The Ripsaw M5 is designed to deliver “aggressive mobility and modularity for multiple missions.” The idea behind the M5 is for it to operate as a “wingman” to other tanks and armored vehicles, being deployed into areas that are dangerous.

The M5 uses a Kongsberg MCT-30 Protector turret, which is the same turret used for the Stryker Dragoon infantry combat vehicle. In that turret is a 30mm Mk. 44 Bushmaster II autocannon, which is effective against “soft targets” like infantry in defensive positions and trucks, as well as some armored vehicles. If that’s not enough firepower, the M5 can also be fitted with a CROWS-J remote controlled missile launcher armed with Javelin anti-tank missiles. It can also carry anti-aircraft missiles. And it’s not just offensive weapons that can be used on the M5. It can be equipped with a mine plow or rocket-propelled lane clearing charges to clear mines and destroy explosive devices, or to breach obstacles.

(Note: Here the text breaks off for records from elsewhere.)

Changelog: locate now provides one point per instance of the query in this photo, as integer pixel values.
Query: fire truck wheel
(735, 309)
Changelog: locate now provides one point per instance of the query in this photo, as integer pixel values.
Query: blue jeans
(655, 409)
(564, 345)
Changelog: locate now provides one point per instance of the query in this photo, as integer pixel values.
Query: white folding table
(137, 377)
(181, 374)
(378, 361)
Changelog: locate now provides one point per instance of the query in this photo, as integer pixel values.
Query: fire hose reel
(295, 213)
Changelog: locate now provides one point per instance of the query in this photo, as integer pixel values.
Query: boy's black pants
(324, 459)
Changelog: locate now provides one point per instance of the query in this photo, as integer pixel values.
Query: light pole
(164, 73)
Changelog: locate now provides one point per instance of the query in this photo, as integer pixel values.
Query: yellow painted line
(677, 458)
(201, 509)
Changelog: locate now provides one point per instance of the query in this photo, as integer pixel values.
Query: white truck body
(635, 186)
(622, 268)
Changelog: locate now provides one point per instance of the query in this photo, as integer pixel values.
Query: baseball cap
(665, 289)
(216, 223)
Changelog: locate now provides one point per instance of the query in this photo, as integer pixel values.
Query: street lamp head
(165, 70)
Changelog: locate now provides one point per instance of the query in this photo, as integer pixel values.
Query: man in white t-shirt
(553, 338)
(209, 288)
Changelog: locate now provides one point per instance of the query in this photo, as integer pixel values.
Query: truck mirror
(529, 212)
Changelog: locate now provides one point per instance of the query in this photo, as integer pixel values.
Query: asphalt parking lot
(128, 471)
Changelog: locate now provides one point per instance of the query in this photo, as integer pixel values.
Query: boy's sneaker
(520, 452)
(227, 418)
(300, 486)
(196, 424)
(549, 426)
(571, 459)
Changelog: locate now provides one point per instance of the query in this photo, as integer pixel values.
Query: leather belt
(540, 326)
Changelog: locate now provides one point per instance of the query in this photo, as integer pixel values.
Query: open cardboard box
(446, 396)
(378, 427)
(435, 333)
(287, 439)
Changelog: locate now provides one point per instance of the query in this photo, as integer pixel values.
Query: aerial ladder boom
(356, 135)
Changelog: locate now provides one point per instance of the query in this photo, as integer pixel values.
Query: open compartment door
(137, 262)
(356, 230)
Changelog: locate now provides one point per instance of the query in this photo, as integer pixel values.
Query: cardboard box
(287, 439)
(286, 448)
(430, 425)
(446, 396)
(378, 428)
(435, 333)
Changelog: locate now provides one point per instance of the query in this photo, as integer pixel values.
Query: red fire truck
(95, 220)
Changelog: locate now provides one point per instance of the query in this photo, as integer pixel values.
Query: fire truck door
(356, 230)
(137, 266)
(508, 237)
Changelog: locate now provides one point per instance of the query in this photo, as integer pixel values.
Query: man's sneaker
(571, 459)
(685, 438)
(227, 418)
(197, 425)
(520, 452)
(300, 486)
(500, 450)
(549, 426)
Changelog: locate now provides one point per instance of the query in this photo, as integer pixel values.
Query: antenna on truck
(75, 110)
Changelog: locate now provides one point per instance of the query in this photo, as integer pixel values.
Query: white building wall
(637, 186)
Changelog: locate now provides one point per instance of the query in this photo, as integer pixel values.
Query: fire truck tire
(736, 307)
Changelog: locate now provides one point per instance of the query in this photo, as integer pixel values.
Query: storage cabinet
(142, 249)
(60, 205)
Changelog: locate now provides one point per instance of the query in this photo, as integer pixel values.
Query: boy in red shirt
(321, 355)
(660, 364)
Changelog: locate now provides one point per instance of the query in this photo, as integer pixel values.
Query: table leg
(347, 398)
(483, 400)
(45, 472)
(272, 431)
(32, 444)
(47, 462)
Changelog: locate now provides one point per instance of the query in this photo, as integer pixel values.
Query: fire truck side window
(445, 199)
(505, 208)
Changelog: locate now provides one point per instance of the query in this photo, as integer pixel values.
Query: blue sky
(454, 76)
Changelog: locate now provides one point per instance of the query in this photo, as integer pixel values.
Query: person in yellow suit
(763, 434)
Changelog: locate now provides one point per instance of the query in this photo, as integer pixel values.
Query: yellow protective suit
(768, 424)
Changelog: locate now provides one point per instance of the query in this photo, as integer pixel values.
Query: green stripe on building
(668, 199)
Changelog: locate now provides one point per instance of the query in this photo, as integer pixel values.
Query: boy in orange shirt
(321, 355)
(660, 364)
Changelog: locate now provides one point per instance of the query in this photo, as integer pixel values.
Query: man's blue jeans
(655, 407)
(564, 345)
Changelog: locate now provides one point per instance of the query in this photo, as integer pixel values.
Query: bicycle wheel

The tank can also be used to gather information. It’s equipped with a surveillance turret that has both a regular camera and an infrared camera for night vision. And don’t forget about the drones. The M5 carries an R80D Skyraider quadcopter and a SUGV unmanned ground vehicle.

Advances like these are bound to keep soldiers safer as they venture into dangerous areas and situations. “The battlefield is filled with really awful places where humans do tasks today they shouldn’t have to,” says Brig. Gen. Ross Coffman, the director of the Army Next Generation Combat Vehicle Cross-Functional Team. “But today, with the way our technology has advanced, our robotic vehicles can move forward of a manned force to see what’s out there, detect chemicals, put direct fire on the enemy, determine whether or not there’s an obstacle, and then team with humans to determine the best course of action.”